I bought some Sanchez (SN) stock last year, which was not the typical investment move for me. The intention was always to only hold for a few months, then sell, which I have not done in over a decade. The logic behind the move had to do with the fact that I believed we were on the verge of an oil price rally, while Sanchez in particular was set to produce some better operating results as it was in the process of completing already drilled wells that it acquired from Anadarko (APC) through the Comanche deal. I did sell, technically at a loss given that I took a $20 hit. It is the first official trading loss I suffered in over a decade, which was more of a sting to my pride, rather than to my portfolio, given the small amount involved. Looking at the stock's evolution since then I think I was right to sell, because even though I did get the higher oil prices and the improved operating results right, this stock has simply become unresponsive to the recent oil price stimulus, heading mostly in the opposite direction instead. I think that in the absence of a sudden and sizable increase in oil prices, this will continue to be the case this year.
Acreage Sanchez is sitting on is simply not profitable.
Sanchez Energy does have some things to boast about. It is good at keeping drilling costs down.
Source: Sanchez Energy.
As we can see, even when adjusting for lateral lengths, Sanchez compares rather well with its Eagle Ford peers when it comes to its drilling costs. Since it bought Catarina in 2014 from Shell (RDS.A), it cut the price of drilling a well in half compared with the previous operator. As I pointed out in an article written on the subject of Catarina profitability prospects, Shell was spending an average of $8.3 million to drill and complete a well in Catarina, while Sanchez currently spends about $4 million. But of course, given Shell's $2 billion loss on that project, it goes without saying that Sanchez always had its work cut out in terms of trying to achieve profitability. Back then, it was thought by most shale enthusiasts that better operating performance was all that was needed. As it turns out, it takes a lot more than that.

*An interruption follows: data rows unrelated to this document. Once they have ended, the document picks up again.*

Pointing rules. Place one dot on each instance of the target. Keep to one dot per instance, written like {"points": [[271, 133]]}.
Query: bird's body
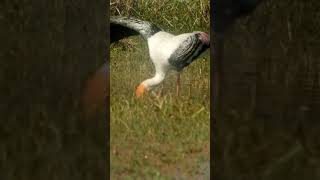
{"points": [[167, 51]]}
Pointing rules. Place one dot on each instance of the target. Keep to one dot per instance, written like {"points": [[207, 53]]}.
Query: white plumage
{"points": [[167, 51]]}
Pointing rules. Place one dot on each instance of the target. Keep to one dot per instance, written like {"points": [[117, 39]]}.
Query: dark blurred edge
{"points": [[268, 122], [48, 49]]}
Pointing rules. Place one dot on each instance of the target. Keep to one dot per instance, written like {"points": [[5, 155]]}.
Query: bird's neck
{"points": [[157, 79]]}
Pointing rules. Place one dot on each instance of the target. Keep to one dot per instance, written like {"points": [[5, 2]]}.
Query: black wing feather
{"points": [[187, 52]]}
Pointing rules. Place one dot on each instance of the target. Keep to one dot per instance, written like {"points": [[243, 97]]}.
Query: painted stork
{"points": [[166, 51]]}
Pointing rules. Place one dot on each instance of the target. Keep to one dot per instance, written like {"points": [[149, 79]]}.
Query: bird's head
{"points": [[204, 37]]}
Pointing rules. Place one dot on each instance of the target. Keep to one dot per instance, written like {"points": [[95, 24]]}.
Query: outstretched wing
{"points": [[122, 27], [187, 52]]}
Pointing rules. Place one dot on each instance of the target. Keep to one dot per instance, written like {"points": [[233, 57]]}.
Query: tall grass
{"points": [[163, 137], [174, 15]]}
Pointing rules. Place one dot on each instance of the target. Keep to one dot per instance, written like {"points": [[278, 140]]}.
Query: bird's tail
{"points": [[145, 28]]}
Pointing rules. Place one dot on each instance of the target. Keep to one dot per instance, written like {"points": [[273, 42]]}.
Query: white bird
{"points": [[167, 51]]}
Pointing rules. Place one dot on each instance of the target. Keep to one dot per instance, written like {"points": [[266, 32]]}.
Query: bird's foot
{"points": [[141, 89]]}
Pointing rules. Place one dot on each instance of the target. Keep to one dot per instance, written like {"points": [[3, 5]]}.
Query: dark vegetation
{"points": [[269, 120]]}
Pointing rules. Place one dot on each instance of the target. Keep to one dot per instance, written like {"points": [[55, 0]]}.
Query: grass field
{"points": [[163, 137]]}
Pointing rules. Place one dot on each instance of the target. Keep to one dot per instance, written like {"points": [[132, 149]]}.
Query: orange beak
{"points": [[141, 89]]}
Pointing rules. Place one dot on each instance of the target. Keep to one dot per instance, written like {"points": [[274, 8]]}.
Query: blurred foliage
{"points": [[268, 129]]}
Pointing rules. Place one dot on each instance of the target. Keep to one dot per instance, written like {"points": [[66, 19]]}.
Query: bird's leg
{"points": [[159, 93], [178, 84], [149, 83]]}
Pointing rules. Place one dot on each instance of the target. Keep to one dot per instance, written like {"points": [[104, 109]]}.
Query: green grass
{"points": [[158, 137], [163, 137]]}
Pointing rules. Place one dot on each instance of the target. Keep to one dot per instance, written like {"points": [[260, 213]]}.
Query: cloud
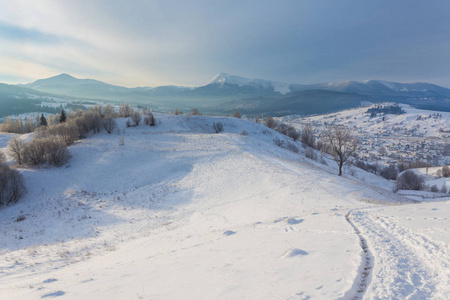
{"points": [[186, 42]]}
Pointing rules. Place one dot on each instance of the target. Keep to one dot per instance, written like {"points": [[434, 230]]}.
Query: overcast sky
{"points": [[151, 43]]}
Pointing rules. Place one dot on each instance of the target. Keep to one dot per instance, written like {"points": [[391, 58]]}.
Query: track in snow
{"points": [[365, 271]]}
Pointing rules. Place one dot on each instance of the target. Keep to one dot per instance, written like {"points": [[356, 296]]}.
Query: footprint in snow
{"points": [[229, 232], [295, 252], [55, 294], [50, 280]]}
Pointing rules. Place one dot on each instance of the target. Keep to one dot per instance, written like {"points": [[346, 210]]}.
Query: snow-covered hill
{"points": [[179, 212]]}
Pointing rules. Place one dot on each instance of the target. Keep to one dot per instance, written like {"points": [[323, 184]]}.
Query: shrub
{"points": [[269, 122], [109, 124], [125, 110], [307, 136], [218, 127], [56, 152], [236, 114], [66, 132], [409, 180], [389, 172], [15, 149], [195, 112], [136, 118], [291, 147], [34, 152], [446, 171], [310, 153], [45, 150], [149, 119]]}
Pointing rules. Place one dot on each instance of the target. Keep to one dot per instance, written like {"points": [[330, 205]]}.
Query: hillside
{"points": [[179, 212]]}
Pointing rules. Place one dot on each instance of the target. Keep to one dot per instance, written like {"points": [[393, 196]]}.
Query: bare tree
{"points": [[15, 148], [341, 144]]}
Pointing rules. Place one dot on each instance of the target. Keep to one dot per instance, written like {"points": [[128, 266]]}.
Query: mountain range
{"points": [[225, 92]]}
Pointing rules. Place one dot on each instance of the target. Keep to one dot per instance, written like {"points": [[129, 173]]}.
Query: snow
{"points": [[222, 78], [179, 212]]}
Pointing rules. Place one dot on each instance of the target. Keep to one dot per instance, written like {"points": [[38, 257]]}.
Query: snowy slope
{"points": [[180, 212]]}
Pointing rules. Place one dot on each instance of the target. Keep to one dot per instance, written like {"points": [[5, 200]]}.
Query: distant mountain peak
{"points": [[224, 78]]}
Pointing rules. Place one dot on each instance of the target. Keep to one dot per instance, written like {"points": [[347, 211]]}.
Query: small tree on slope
{"points": [[341, 145]]}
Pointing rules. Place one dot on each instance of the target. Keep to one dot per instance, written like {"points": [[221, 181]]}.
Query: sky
{"points": [[152, 43]]}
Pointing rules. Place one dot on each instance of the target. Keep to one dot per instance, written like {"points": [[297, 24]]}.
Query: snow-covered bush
{"points": [[195, 112], [434, 189], [218, 127], [149, 119], [15, 149], [236, 114], [308, 137], [310, 153], [409, 180], [389, 172], [109, 124], [445, 171], [45, 150], [136, 118]]}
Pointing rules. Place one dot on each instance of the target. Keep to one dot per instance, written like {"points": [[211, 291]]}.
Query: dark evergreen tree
{"points": [[62, 117], [43, 120]]}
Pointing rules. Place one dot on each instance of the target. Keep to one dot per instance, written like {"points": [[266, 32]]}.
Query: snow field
{"points": [[179, 212]]}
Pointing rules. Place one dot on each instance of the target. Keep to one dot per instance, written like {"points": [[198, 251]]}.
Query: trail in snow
{"points": [[363, 279], [409, 265]]}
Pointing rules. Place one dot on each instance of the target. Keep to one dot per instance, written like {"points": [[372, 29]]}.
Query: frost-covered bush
{"points": [[195, 112], [434, 189], [310, 153], [308, 137], [45, 150], [409, 180], [236, 114], [136, 118], [109, 124], [445, 171], [149, 119], [389, 172], [218, 127], [56, 152]]}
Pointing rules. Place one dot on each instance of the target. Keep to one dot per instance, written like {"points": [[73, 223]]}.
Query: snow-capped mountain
{"points": [[227, 79]]}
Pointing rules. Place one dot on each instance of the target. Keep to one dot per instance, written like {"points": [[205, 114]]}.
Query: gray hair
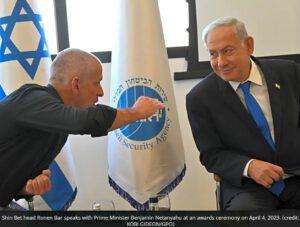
{"points": [[69, 62], [239, 27]]}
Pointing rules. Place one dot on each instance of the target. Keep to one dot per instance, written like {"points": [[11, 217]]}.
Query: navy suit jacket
{"points": [[227, 136]]}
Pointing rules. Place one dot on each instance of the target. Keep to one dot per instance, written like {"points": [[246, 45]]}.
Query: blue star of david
{"points": [[15, 53]]}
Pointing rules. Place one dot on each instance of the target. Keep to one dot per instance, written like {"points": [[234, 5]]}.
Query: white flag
{"points": [[146, 157], [24, 58]]}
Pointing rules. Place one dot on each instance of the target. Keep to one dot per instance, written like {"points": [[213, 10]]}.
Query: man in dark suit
{"points": [[229, 139]]}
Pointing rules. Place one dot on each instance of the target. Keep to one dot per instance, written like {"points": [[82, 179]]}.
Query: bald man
{"points": [[36, 120]]}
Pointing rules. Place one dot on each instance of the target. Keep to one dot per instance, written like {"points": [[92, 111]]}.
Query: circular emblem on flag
{"points": [[145, 129]]}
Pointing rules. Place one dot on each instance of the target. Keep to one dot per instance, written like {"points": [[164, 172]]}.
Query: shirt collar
{"points": [[254, 77]]}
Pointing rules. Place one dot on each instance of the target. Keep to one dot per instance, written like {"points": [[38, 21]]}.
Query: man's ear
{"points": [[75, 84], [249, 42]]}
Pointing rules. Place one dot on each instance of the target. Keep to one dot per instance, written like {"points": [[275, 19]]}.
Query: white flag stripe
{"points": [[146, 157], [24, 58]]}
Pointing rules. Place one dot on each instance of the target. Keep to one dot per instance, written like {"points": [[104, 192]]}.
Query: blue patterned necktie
{"points": [[260, 120]]}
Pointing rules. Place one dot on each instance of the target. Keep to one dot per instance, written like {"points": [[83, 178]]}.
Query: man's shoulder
{"points": [[275, 63], [206, 85]]}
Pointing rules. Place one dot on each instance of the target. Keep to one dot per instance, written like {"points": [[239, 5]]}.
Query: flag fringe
{"points": [[70, 201], [144, 207]]}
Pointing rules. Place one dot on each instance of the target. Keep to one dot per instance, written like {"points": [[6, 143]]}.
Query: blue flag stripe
{"points": [[2, 93], [60, 188]]}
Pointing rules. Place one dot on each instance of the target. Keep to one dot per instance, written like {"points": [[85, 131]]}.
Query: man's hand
{"points": [[39, 185], [264, 173], [143, 107]]}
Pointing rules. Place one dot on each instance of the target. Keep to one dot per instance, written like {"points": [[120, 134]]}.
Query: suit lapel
{"points": [[233, 101], [273, 84]]}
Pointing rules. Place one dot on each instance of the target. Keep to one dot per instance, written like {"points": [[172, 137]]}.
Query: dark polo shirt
{"points": [[34, 126]]}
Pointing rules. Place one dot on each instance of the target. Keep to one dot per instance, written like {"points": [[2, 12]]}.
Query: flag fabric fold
{"points": [[24, 58], [146, 157]]}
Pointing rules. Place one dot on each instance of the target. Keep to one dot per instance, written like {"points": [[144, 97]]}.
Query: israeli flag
{"points": [[146, 157], [24, 58]]}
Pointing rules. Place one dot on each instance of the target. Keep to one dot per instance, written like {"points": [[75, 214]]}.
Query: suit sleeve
{"points": [[214, 155]]}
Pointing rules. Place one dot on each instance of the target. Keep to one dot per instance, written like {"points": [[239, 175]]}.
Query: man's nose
{"points": [[100, 92]]}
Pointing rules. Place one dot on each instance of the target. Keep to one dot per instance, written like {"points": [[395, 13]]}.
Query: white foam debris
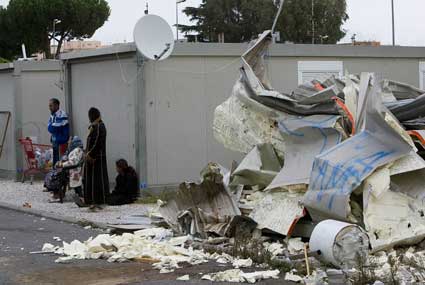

While its execution is good, the acreage it is drilling is not. The Catarina acreage did not help Sanchez achieve profitability. It is true that it happened just as oil prices plunged from the $100/barrel price plateau it was on for nearly half a decade. Nevertheless, this is the oil price environment we have, and it is what Sanchez Energy needs to work with, just like all other companies.
Source: Sanchez Energy.
The Comanche acreage may perhaps be even less profitable. There was a reason why Anadarko wanted to be rid of it. I covered the acquisition in an article back in January, 2017, in which I pointed out among other things that based on my rough estimate of cumulative two year average production at Comanche wells, of perhaps just 64,000 barrels of oil equivalent, the acreage is most likely not profitable. Only about a third of that production is crude oil and another third of it is natural gas, therefore the average wellhead price of that production is about half of the WTI spot price. I should note that Anadarko owned only half of the wells it was drilling, therefore the actual gross well production was most likely about 130,000 barrels of oil equivalent for two years cumulatively, which is less than ideal, especially when we consider the fact that most of it was not crude oil.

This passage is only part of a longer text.